Tuesday in Minneapolis concluded with the First Avenue stop of the reunited Guided by Voices, where I met poet and Iowa State University Librarian Extraordinaire Dan Coffey (oops, also new dad), and his friend Matt O'Neal, for a round of yo-hos for 21st-century bard Robert Pollard, chief kicker of his band of elves (that's Dan and Matt in the audience). Very brief sleep, and a flight home to Colorado Springs.

(But wait, there's more! - There's always more.) I got a day's rest, then it was time to drive to Omaha, where I was slated to speak at a peace conference with Mike Moore, former editor of Bulletin of the Atomic Scientists. Tim Rinne fed us beers and Greek food before the Saturday conference, where the surprise was seeing Conor Oberst and Saddle Creek Records win the Peacemaker of the Year Award, and getting to meet Conor's parents, as their son was on tour yet again. But the biggest surprise awaited us at the place I was staying, good friend Frances Mendenhall's house, where her post-conference garden party turned into an engagement announcement with Alan V. (wish I could spell his last name).

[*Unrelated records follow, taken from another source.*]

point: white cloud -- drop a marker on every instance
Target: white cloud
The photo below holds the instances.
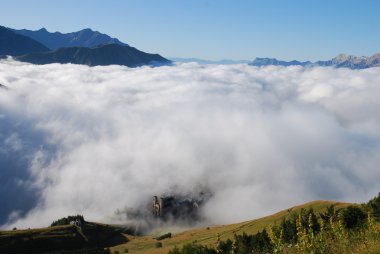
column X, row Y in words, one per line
column 261, row 139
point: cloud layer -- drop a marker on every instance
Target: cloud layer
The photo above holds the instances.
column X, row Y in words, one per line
column 92, row 140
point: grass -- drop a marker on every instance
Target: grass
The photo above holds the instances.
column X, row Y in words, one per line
column 209, row 235
column 60, row 238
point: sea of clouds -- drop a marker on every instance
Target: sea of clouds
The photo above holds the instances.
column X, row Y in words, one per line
column 93, row 140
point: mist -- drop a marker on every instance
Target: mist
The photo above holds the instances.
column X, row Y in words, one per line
column 95, row 140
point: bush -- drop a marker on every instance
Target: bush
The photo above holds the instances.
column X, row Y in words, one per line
column 193, row 249
column 353, row 217
column 164, row 236
column 67, row 220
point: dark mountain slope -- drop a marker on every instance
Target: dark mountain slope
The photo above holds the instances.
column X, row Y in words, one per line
column 15, row 44
column 107, row 54
column 83, row 38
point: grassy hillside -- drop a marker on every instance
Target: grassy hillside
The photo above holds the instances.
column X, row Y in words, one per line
column 209, row 235
column 66, row 237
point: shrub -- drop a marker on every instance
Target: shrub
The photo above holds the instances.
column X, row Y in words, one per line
column 353, row 217
column 67, row 220
column 164, row 236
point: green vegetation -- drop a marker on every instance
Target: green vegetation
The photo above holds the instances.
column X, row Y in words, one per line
column 67, row 220
column 89, row 238
column 162, row 237
column 353, row 229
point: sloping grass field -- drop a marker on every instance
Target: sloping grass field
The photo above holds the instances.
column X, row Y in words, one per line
column 209, row 235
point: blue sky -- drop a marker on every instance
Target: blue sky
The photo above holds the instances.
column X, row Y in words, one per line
column 214, row 29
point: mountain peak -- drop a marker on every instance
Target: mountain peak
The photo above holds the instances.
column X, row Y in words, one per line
column 341, row 60
column 83, row 38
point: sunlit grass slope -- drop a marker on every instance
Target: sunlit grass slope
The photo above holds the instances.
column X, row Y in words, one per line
column 209, row 235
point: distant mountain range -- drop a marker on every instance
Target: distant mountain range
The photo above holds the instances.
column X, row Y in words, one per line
column 83, row 47
column 204, row 61
column 341, row 61
column 83, row 38
column 106, row 54
column 14, row 44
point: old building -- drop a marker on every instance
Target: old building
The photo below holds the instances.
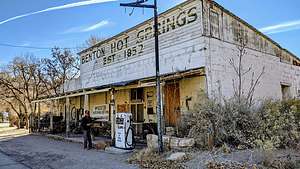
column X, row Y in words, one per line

People That Matter - Alan and Frances in their
Omaha-sustainable home.

The point here is not to assemble an exhaustive travelogue of my October vacation, but to gather a great big circle of the remarkable friends I've made over 30 years or so. This could have been an opportunity for final goodbyes in the event of an unexpected mid-season cancellation - it has already been a life more abundant than I could have dreamed - but I have a feeling this was merely a hello, to bring everyone close for another three or four decades to come, and to remember daily how much I love the folks that matter.

If you're feeling disheartened and exhausted with the invective and negativity around you, remember that these people don't matter. You matter. And this song is about you. And there are many verses left to sing.